Türkiye’nin Washington Büyükelçiliğinden bugün yapılan ikinci açıklamada, yargı süreci devam eden dosyalarla ilgili olarak ABD’ye herhangi bir güvence verilmediği kaydedildi.
Açıklamada şunlar ifade edildi:
“Türkiye bir hukuk devletidir ve yargı süreci devam eden dosyalarla ilgili olarak Hükümetimizin herhangi bir güvence vermesi sözkonusu değildir. Türkiye’de hiçbir temsilcilik görevlisi kendi resmi görevinin icrası sebebiyle adli soruşturmaya tabi tutulmamıştır. ABD tarafından istihdam edilen sözkonusu personel de keza resmi görevi çerçevesinde değil, hakkında çok ciddi suçlamalar olduğu için adli sürece tabi tutulmuştur. Bundan sonraki süreçte de Türkiye’de konsolosluk görevleri dışına çıkarak suç işleyen kişilerle ilgili yargı süreci başlatılması bağımsız yargının gereğidir.
GERÇEĞİ YANSITMIYOR
ABD'NİN AÇIKLAMASI
Vize krizi sonrası bugün yaşanan gelişmelere ilişkin ABD'nin Ankara Büyükelçiliği'nden şu açıklama yapılmıştı:
Türkiye'deki misyonumuzda yerel çalışanlara yönelik başka bir soruşturma bulunmadığına ilişkin Türk hükümetinden ilk etapta üst düzeyde güvence almış bulunuyoruz. Ayrıca Türk hükümetinden, yerel çalışanlarımızın kendi resmi görevlerini yerine getirirken gözaltına alınmayacakları veya tutuklanmayacaklarına ilişkin güvence de alınmıştır.
Bundan sonra Türk hükümeti bizim yerel bir çalışanımızı gözaltına alma ya da tutuklama niyetine ilişkin önceden Amerikan hükümetine bilgi vermeyi taahhüt etmiştir.
Bu ön güvenceler temelinde, Türkiye'de kısıtlı vize hizmetlerinin yeniden başlamasına izin verecek derecede güvenlik durumunun iyileştiğine inanmaktayız. Halihazırda tutuklu misyon çalışanlarımıza yönelik mevcut davalarla ilgili ciddi endişemiz sürmektedir.
Aynı zamanda Olağanüstü Hal altında tutuklanan Amerikan vatandaşlarının davalarına ilişkin endişemiz devam etmektedir.
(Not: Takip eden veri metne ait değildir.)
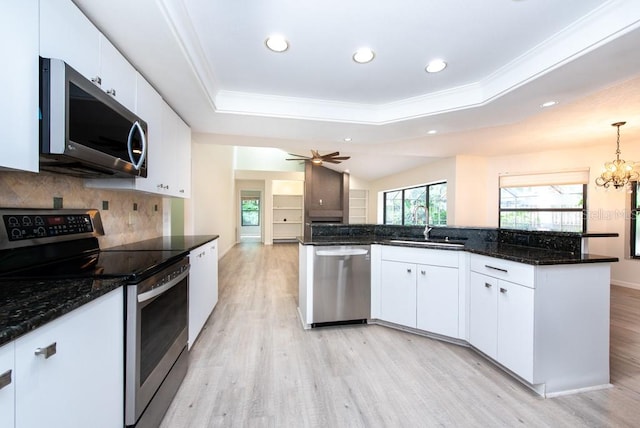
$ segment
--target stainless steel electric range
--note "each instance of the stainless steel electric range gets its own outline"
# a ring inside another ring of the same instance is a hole
[[[0,278],[123,278],[124,424],[159,425],[188,367],[187,251],[102,251],[97,210],[0,208]]]

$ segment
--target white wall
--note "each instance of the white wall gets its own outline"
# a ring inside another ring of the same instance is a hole
[[[218,257],[235,245],[233,147],[200,141],[191,145],[191,199],[185,203],[185,233],[220,235]]]

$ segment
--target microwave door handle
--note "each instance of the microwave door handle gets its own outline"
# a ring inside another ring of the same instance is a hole
[[[133,157],[133,132],[136,128],[140,132],[140,139],[142,140],[142,153],[140,154],[140,159],[138,159],[138,162],[136,162]],[[136,170],[140,170],[140,168],[142,167],[142,163],[144,162],[144,158],[147,156],[147,136],[144,134],[144,130],[142,129],[142,126],[140,126],[140,122],[138,122],[137,120],[133,123],[131,129],[129,130],[129,137],[127,138],[127,149],[129,150],[129,159],[131,160],[133,167]]]

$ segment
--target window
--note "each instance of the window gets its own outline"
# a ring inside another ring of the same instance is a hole
[[[640,259],[640,182],[631,187],[631,257]]]
[[[408,187],[384,193],[384,224],[427,223],[447,224],[447,183]]]
[[[242,226],[260,226],[260,198],[243,197],[241,208]]]

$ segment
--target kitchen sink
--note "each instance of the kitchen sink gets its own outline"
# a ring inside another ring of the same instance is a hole
[[[421,247],[464,247],[461,242],[448,241],[446,239],[429,239],[427,241],[392,239],[389,242],[392,244],[419,245]]]

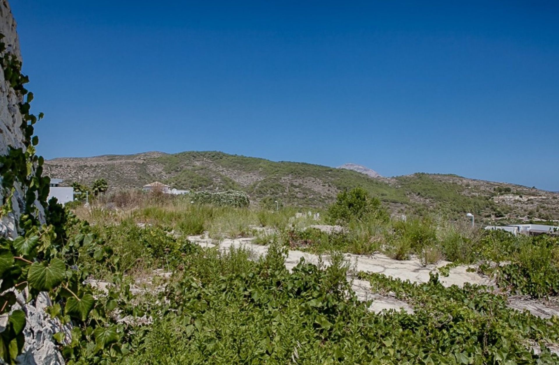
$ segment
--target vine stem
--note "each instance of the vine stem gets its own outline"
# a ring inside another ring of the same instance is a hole
[[[23,258],[21,257],[21,256],[14,256],[13,258],[17,259],[18,260],[21,260],[22,261],[25,261],[25,262],[27,263],[28,264],[32,264],[33,263],[32,262],[31,262],[29,260],[27,260],[26,259],[24,259]]]
[[[82,301],[82,300],[78,297],[78,296],[75,295],[75,293],[74,293],[74,292],[73,292],[72,290],[70,290],[70,288],[68,287],[68,285],[63,284],[62,286],[63,287],[64,287],[64,289],[70,292],[70,293],[72,294],[73,296],[74,296],[74,297],[75,298],[78,302]]]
Amerikalı yetkililer, bu davaların tatmin edici bir şekilde çözüme ulaştırılması için Türk muhataplarıyla görüşmeyi sürdüreceklerdir.
VİZE KRİZİ NASIL BAŞLADI?
FETÖ'nün 17/25 Aralık kumpasına ilişkin yürütülen soruşturma kapsamında, ABD'nin İstanbul Başkonsolosluğu görevlisi Metin Topuz'un, haklarında dava açılan eski polis müdürleri ve firari eski savcı Zekeriya Öz ile irtibatı tespit edilmişti.
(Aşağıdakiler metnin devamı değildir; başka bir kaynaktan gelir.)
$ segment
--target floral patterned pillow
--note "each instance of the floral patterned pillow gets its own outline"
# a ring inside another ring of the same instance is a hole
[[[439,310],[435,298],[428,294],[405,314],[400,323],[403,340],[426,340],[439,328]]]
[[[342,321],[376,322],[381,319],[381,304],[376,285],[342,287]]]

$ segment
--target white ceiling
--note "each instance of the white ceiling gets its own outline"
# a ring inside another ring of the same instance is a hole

İstanbul Cumhuriyet Başsavcılığı Terör ve Örgütlü Suçlar Soruşturma Bürosunca Topuz, ''Anayasal düzeni ortadan kaldırmaya teşebbüs'', ''casusluk'' ve ''Türkiye Cumhuriyeti Hükümetini ortadan kaldırmaya teşebbüs'' suçlarından tutuklanmıştı.
Bunun üzerine ABD Dışişleri Bakanlığı konuya tepki göstermişti. Türk Dışışileri Bakanlığı da Topuz'la ilgili olarak "25 Eylül 2017 tarihinde terörle bağlantılı suçlardan gözaltına alınan ve bilahare tutuklanan söz konusu kişi ABD Konsolosluğu'nun resmi listesinde kayıtlı personeli olmadığı gibi, herhangi bir diplomatik veya konsüler bağışıklık sahibi de değildir" açıklamasını yapmıştı.
9 Ekim'de ABD’nin Türkiye'deki tüm ABD diplomatik misyonlarındaki göçmen olmayan vize hizmetlerini askıya aldığını açıkladı. Türkiye'nin Washington Büyükelçiliği de “ABD’deki tüm misyonlarımızdaki ABD vatandaşlarına yönelik vize işlemleri askıya alınmıştır” açıklaması yaptı.